How to do tuple reduction in thrust (also return a tuple)?

Say I have a tuple consisting of two thrust::device_vector. I want the output to be a tuple consisting of two scalars, which are the sum of two vectors respectively. For example,
input tuple consisting of two vectors:
a: 3, 5, 2
b: 6, 1, 7
output tuple consisting of two scalars:
10
14
I think this should be extremely easy but somehow I still haven't figure out a way to do so.
My code
#include <iostream>
#include <stdlib.h>
#include <thrust/device_vector.h>
#include <thrust/reduce.h>
#include <thrust/transform.h>
#include <thrust/tuple.h>
#include <thrust/transform_reduce.h>
#include <thrust/iterator/zip_iterator.h>
template<typename T>
struct TestTuplePlus
{
__host__ __device__
thrust::tuple<T, T> operator()(thrust::tuple<T, T>& t0, thrust::tuple<T, T>& t1)
{
return thrust::make_tuple(thrust::get<0>(t0) + thrust::get<0>(t1), thrust::get<1>(t0) + thrust::get<1>(t1));
}
};
int main()
{
thrust::device_vector<float> a(3, 0);
thrust::device_vector<float> b(3, 0);
a[0] = 3;
a[1] = 5;
a[2] = 2;
b[0] = 6;
b[1] = 1;
b[2] = 7;
auto begin = thrust::make_zip_iterator(thrust::make_tuple(a.begin(), b.begin()));
auto end = thrust::make_zip_iterator(thrust::make_tuple(a.end(), b.end()));
// reduce to a tuple
thrust::tuple<float, float> result = thrust::reduce(begin, end, thrust::make_tuple<float,float>(0,0), TestTuplePlus<float>()); // produce compilation error
return 0;
}
The compilation error:
/usr/local/cuda/bin/../targets/x86_64-linux/include/thrust/detail/function.h(96): error: function "TestTuplePlus<T>::operator() [with T=float]" cannot be called with the given argument list
argument types are: (thrust::tuple<float, float, thrust::null_type, thrust::null_type, thrust::null_type, thrust::null_type, thrust::null_type, thrust::null_type, thrust::null_type, thrust::null_type>, thrust::detail::tuple_of_iterator_references<float &, float &, thrust::null_type, thrust::null_type, thrust::null_type, thrust::null_type, thrust::null_type, thrust::null_type, thrust::null_type, thrust::null_type>)

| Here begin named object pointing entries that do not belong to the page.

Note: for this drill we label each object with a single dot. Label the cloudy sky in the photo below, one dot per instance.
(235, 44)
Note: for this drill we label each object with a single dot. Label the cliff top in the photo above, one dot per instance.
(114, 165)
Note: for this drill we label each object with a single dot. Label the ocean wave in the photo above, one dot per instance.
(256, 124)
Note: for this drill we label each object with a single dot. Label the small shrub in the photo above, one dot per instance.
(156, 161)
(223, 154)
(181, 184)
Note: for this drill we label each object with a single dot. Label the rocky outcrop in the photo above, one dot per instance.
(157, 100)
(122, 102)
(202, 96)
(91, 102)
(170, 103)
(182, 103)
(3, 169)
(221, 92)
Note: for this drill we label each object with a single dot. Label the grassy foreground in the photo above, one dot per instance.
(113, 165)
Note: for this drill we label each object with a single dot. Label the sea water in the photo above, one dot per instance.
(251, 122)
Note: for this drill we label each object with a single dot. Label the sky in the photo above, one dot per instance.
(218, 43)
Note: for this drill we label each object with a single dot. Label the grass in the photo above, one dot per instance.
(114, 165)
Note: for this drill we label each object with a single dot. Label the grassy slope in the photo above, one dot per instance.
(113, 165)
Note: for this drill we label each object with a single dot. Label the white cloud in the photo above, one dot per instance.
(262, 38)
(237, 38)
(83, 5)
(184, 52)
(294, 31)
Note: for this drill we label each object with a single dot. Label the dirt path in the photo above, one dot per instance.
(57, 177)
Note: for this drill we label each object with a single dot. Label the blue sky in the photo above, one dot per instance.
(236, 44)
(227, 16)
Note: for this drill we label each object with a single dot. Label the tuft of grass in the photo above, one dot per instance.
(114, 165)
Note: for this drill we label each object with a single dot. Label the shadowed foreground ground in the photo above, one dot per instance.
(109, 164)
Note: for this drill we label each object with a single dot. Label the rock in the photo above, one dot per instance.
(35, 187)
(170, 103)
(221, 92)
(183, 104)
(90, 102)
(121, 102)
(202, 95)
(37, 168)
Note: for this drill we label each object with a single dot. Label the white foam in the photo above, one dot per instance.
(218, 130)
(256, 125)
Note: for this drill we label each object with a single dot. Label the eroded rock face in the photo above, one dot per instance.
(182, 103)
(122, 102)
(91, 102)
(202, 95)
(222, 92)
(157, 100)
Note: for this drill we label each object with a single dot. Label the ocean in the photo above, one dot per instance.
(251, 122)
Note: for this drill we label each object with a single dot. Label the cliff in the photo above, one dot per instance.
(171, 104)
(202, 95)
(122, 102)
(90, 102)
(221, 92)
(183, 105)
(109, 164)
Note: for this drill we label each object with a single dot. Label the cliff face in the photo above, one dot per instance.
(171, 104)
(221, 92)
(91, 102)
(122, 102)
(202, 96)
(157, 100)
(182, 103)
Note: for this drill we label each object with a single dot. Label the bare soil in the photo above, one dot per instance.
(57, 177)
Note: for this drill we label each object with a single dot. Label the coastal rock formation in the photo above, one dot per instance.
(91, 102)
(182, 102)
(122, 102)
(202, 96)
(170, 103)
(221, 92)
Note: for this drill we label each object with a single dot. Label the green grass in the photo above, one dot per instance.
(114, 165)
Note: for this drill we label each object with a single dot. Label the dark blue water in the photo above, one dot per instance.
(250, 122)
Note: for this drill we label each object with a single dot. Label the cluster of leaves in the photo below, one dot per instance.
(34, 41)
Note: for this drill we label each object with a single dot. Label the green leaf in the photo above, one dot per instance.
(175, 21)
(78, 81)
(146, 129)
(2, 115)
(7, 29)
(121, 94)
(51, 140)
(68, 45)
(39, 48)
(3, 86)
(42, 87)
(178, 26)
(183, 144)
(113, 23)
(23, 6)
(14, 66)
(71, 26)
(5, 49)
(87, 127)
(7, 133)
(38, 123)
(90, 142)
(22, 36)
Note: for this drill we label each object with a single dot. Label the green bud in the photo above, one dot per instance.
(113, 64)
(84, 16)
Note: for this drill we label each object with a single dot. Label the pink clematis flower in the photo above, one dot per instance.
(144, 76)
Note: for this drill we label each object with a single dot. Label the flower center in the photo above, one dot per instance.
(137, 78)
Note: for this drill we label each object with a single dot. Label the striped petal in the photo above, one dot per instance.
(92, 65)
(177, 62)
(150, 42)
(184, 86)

object type is: TestTuplePlus<float>
detected during:
instantiation of "Result thrust::detail::wrapped_function<Function, Result>::operator()(Argument1 &, const Argument2 &) const [with Function=TestTuplePlus<float>, Result=thrust::tuple<float, float, thrust::null_type, thrust::null_type, thrust::null_type, thrust::null_type, thrust::null_type, thrust::null_type, thrust::null_type, thrust::null_type>, Argument1=thrust::tuple<float, float, thrust::null_type, thrust::null_type, thrust::null_type, thrust::null_type, thrust::null_type, thrust::null_type, thrust::null_type, thrust::null_type>, Argument2=thrust::detail::tuple_of_iterator_references<thrust::device_reference<float>, thrust::device_reference<float>, thrust::null_type, thrust::null_type, thrust::null_type, thrust::null_type, thrust::null_type, thrust::null_type, thrust::null_type, thrust::null_type>]"

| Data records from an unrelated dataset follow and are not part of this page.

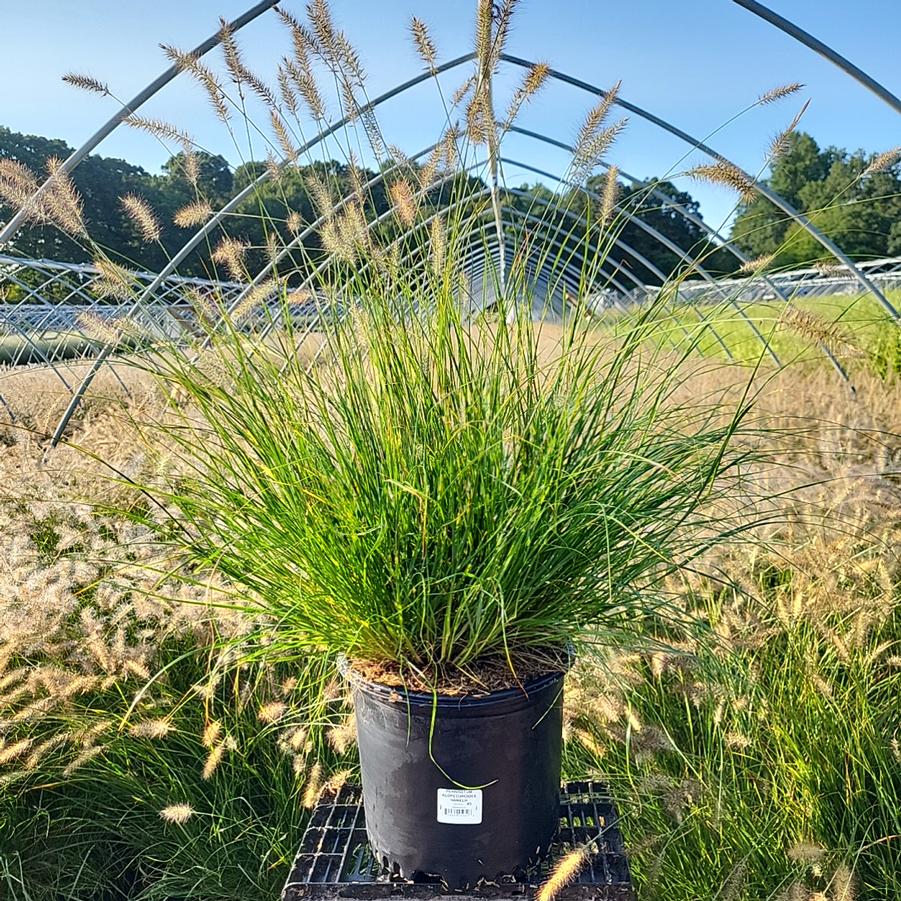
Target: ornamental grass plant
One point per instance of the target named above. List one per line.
(437, 493)
(374, 453)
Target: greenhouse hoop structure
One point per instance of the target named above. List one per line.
(51, 313)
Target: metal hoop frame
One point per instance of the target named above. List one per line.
(156, 291)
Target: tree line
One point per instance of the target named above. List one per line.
(863, 215)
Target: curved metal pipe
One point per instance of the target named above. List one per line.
(14, 224)
(834, 57)
(762, 189)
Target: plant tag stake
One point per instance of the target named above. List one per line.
(459, 805)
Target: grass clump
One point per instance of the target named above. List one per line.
(435, 493)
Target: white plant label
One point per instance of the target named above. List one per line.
(457, 805)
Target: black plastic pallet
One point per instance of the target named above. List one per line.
(334, 860)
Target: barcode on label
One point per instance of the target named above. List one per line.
(457, 805)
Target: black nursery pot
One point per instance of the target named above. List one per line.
(460, 787)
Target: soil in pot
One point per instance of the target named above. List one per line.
(463, 787)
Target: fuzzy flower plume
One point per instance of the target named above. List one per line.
(177, 813)
(566, 871)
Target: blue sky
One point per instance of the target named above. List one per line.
(695, 62)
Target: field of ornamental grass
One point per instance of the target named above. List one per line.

/usr/local/cuda/bin/../targets/x86_64-linux/include/thrust/system/detail/sequential/reduce.h(61): here
instantiation of "OutputType thrust::system::detail::sequential::reduce(thrust::system::detail::sequential::execution_policy<DerivedPolicy> &, InputIterator, InputIterator, OutputType, BinaryFunction) [with DerivedPolicy=thrust::detail::seq_t, InputIterator=thrust::zip_iterator<thrust::tuple<thrust::detail::normal_iterator<thrust::device_ptr<float>>, thrust::detail::normal_iterator<thrust::device_ptr<float>>, thrust::null_type, thrust::null_type, thrust::null_type, thrust::null_type, thrust::null_type, thrust::null_type, thrust::null_type, thrust::null_type>>, OutputType=thrust::tuple<float, float, thrust::null_type, thrust::null_type, thrust::null_type, thrust::null_type, thrust::null_type, thrust::null_type, thrust::null_type, thrust::null_type>, BinaryFunction=TestTuplePlus<float>]"

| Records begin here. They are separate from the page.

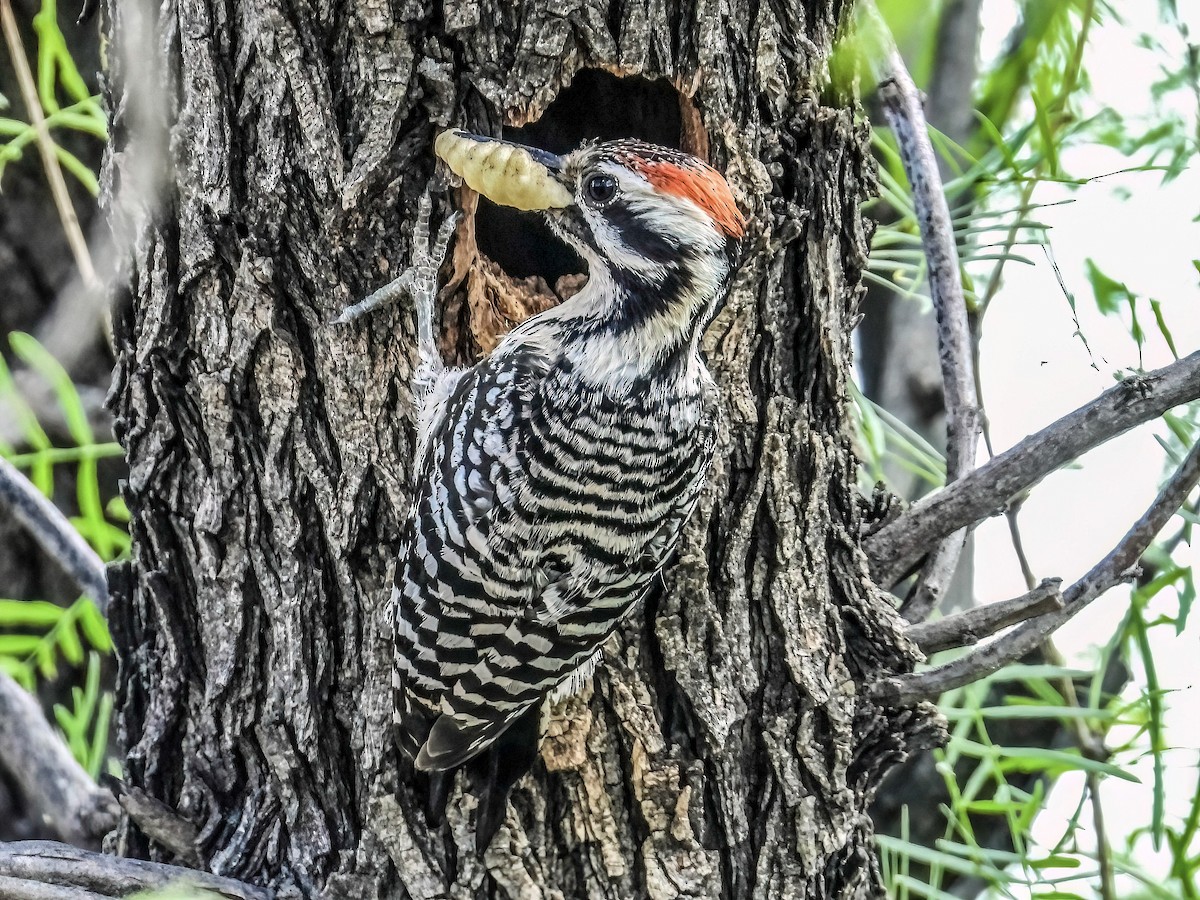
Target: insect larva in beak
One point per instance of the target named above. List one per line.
(508, 174)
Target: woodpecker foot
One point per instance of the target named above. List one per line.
(419, 280)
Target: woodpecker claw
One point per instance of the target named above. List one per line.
(419, 280)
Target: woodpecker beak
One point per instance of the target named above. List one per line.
(505, 173)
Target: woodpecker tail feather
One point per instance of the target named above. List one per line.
(493, 773)
(451, 742)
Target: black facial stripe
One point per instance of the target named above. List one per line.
(639, 237)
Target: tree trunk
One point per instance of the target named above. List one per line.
(725, 749)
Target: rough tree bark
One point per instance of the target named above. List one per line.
(725, 749)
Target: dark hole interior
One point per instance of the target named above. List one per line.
(594, 105)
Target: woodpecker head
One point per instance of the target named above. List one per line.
(658, 227)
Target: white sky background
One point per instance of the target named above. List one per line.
(1035, 370)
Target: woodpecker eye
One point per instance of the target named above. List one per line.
(600, 189)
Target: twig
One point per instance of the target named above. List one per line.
(156, 820)
(72, 869)
(46, 147)
(1119, 565)
(971, 627)
(52, 529)
(903, 109)
(49, 779)
(988, 490)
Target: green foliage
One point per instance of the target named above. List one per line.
(1033, 109)
(40, 640)
(57, 77)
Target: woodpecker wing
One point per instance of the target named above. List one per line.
(469, 567)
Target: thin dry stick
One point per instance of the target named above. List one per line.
(54, 785)
(58, 867)
(1117, 567)
(988, 490)
(903, 109)
(47, 148)
(52, 529)
(971, 627)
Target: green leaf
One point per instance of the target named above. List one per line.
(29, 613)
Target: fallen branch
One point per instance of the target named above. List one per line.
(906, 118)
(54, 785)
(987, 491)
(1117, 567)
(64, 873)
(971, 627)
(52, 529)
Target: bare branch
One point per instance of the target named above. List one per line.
(46, 773)
(156, 820)
(52, 529)
(1119, 565)
(990, 489)
(903, 109)
(83, 875)
(973, 625)
(23, 889)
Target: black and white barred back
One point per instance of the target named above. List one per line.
(545, 510)
(553, 479)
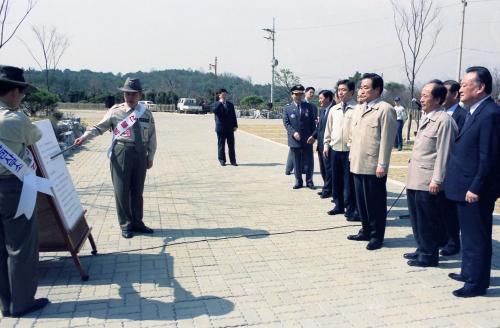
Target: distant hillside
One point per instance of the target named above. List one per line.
(161, 86)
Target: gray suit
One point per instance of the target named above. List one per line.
(428, 164)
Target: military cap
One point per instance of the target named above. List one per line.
(14, 76)
(298, 88)
(131, 85)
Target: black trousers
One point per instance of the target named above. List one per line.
(476, 222)
(449, 229)
(371, 200)
(343, 183)
(128, 173)
(424, 216)
(18, 251)
(325, 168)
(301, 157)
(222, 138)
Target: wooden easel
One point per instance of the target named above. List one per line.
(53, 236)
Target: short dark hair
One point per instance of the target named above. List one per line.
(438, 91)
(377, 81)
(327, 94)
(6, 87)
(350, 84)
(454, 85)
(483, 76)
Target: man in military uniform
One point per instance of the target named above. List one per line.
(299, 119)
(131, 154)
(18, 235)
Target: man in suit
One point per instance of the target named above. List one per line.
(471, 180)
(426, 172)
(448, 223)
(372, 137)
(299, 120)
(326, 102)
(336, 141)
(308, 96)
(225, 126)
(18, 234)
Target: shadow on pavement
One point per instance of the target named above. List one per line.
(130, 271)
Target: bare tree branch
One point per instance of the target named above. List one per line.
(4, 14)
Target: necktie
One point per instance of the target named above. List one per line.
(139, 146)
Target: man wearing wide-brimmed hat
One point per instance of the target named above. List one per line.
(299, 119)
(18, 234)
(131, 153)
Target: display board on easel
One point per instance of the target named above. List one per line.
(62, 224)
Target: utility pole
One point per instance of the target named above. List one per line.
(274, 61)
(214, 67)
(459, 69)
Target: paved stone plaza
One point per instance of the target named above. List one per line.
(236, 246)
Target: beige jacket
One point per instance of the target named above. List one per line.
(118, 113)
(338, 127)
(17, 132)
(433, 142)
(373, 133)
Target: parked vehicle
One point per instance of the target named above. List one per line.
(148, 104)
(189, 105)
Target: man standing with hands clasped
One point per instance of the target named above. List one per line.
(472, 180)
(18, 232)
(225, 126)
(426, 173)
(299, 119)
(373, 133)
(131, 153)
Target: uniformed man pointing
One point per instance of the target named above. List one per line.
(131, 154)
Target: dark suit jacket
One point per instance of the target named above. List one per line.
(473, 162)
(225, 117)
(319, 132)
(459, 116)
(304, 124)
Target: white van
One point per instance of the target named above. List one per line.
(189, 105)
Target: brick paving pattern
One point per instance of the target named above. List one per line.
(294, 268)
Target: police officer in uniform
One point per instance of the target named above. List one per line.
(132, 154)
(18, 236)
(299, 119)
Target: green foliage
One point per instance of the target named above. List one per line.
(252, 101)
(41, 100)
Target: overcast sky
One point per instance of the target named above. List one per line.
(320, 40)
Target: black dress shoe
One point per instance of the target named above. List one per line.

/usr/local/cuda/bin/../targets/x86_64-linux/include/thrust/detail/reduce.inl(71): here
instantiation of "T thrust::reduce(const thrust::detail::execution_policy_base<DerivedPolicy> &, InputIterator, InputIterator, T, BinaryFunction) [with DerivedPolicy=thrust::detail::seq_t, InputIterator=thrust::zip_iterator<thrust::tuple<thrust::detail::normal_iterator<thrust::device_ptr<float>>, thrust::detail::normal_iterator<thrust::device_ptr<float>>, thrust::null_type, thrust::null_type, thrust::null_type, thrust::null_type, thrust::null_type, thrust::null_type, thrust::null_type, thrust::null_type>>, T=thrust::tuple<float, float, thrust::null_type, thrust::null_type, thrust::null_type, thrust::null_type, thrust::null_type, thrust::null_type, thrust::null_type, thrust::null_type>, BinaryFunction=TestTuplePlus<float>]"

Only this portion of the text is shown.